Painting on polyester concrete panels and stainless steel frieze (1985)
This piece was created for this station through a successful collaboration between two very different artistic personalities. Here we find ourselves in front of a dynamic evolution derived from a 35 mm film. On one wall are fifteen “photogrammes” which analyse a young woman’s jump. On the other side, seven triptychs represent another cinematic interpretation. Underneath the two series of paintings runs a metallic frieze which suggests the optical soundtrack of a feature film. The work of art is not only impressive due to the sheer size of the fifteen 9 m2 panels, but also due to its rich metaphorical theme, where techniques and qualities of film and painting are coordinated and linked to a social and humanitarian message in a thoughtful way.The aim was for the work to have a link to the nearby Brugmann hospital.
List of links
SERVAIS (1928) & VLERICK (1923 – 1999)
RAOUL SERVAIS (Oostende, 1928)
Raoul Servais studied applied arts at the Koninklijke Academie voor Schone Kunsten (Royal Academy for Fine Arts) in Ghent. He specialised in monumental painting, and from the 1950s onwards, he gained an international reputation as a director of animated films. He set up the “Animatiefilm” (Animated films) department at the Academie van Gent (Ghent Academy). Raoul Servais’s films not only contain surprising and innovative images, but they are also full of meaning, they are modern, critical and committed. The struggle of the individual against brute force and the misunderstanding of dreams and the imagination are central to his work.

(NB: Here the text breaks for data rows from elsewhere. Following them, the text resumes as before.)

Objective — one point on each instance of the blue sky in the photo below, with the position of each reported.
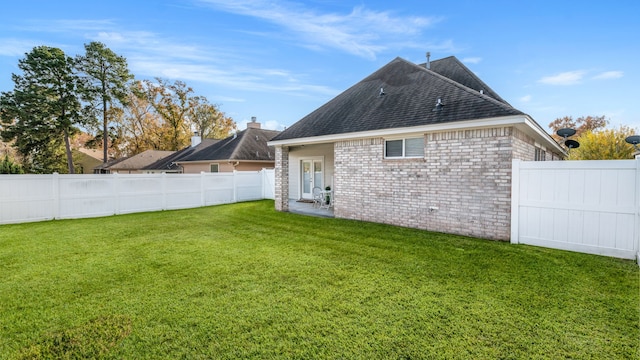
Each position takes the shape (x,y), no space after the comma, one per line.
(279,60)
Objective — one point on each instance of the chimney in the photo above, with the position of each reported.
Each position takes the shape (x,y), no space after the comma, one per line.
(253,124)
(195,139)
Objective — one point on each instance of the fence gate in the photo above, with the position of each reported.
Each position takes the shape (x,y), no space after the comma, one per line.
(585,206)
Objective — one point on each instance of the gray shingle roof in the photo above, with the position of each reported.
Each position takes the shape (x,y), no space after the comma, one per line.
(247,145)
(455,70)
(169,163)
(411,92)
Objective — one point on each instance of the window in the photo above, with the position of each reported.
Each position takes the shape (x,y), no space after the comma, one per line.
(540,154)
(404,148)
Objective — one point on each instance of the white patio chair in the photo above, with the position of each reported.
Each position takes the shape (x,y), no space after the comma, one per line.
(318,197)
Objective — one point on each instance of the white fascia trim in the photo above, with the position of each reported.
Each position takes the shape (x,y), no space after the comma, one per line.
(182,163)
(523,120)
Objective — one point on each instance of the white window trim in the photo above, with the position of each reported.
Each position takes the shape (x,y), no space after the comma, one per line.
(404,148)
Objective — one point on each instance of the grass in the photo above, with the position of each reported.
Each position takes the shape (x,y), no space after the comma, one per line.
(245,281)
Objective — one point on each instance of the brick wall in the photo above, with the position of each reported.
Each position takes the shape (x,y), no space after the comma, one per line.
(462,186)
(282,178)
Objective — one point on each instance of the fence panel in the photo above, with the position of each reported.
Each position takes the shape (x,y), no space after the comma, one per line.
(26,198)
(586,206)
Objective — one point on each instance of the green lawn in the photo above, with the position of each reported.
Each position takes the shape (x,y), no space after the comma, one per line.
(245,281)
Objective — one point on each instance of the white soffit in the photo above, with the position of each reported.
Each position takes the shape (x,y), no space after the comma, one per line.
(524,123)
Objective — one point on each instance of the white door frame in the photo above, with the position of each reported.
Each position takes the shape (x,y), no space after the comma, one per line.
(306,189)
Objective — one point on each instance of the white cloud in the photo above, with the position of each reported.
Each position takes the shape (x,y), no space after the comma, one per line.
(472,60)
(16,47)
(361,32)
(526,99)
(565,78)
(609,75)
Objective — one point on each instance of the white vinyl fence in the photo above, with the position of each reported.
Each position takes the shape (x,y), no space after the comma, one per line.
(585,206)
(25,198)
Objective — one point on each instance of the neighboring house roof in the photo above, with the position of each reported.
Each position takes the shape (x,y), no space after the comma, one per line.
(169,163)
(94,153)
(247,145)
(410,95)
(138,161)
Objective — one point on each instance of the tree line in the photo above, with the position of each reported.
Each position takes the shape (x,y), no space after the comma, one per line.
(94,97)
(597,142)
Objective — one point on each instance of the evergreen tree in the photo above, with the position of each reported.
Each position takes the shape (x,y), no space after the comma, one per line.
(41,113)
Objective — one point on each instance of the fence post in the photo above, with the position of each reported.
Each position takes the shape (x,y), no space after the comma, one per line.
(515,201)
(636,224)
(202,199)
(235,187)
(116,192)
(262,183)
(55,183)
(164,190)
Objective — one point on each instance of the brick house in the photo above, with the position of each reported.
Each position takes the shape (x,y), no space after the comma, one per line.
(425,146)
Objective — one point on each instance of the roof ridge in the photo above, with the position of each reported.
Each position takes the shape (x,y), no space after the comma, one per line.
(242,135)
(466,69)
(472,91)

PIERRE VLERICK (Gent, 1923 – 1999)
Pierre Vlerick, lecturer in the same Academy, was head of the school from 1968 to 1988. As a painter who makes great use of light, colour and subject serve as a basis for light effects in his works. Since the 1970s, woman and her dream world have been central to Pierre Vlerick’s work. He treats this theme in a veiled fashion, against a background of luxurious vegetation.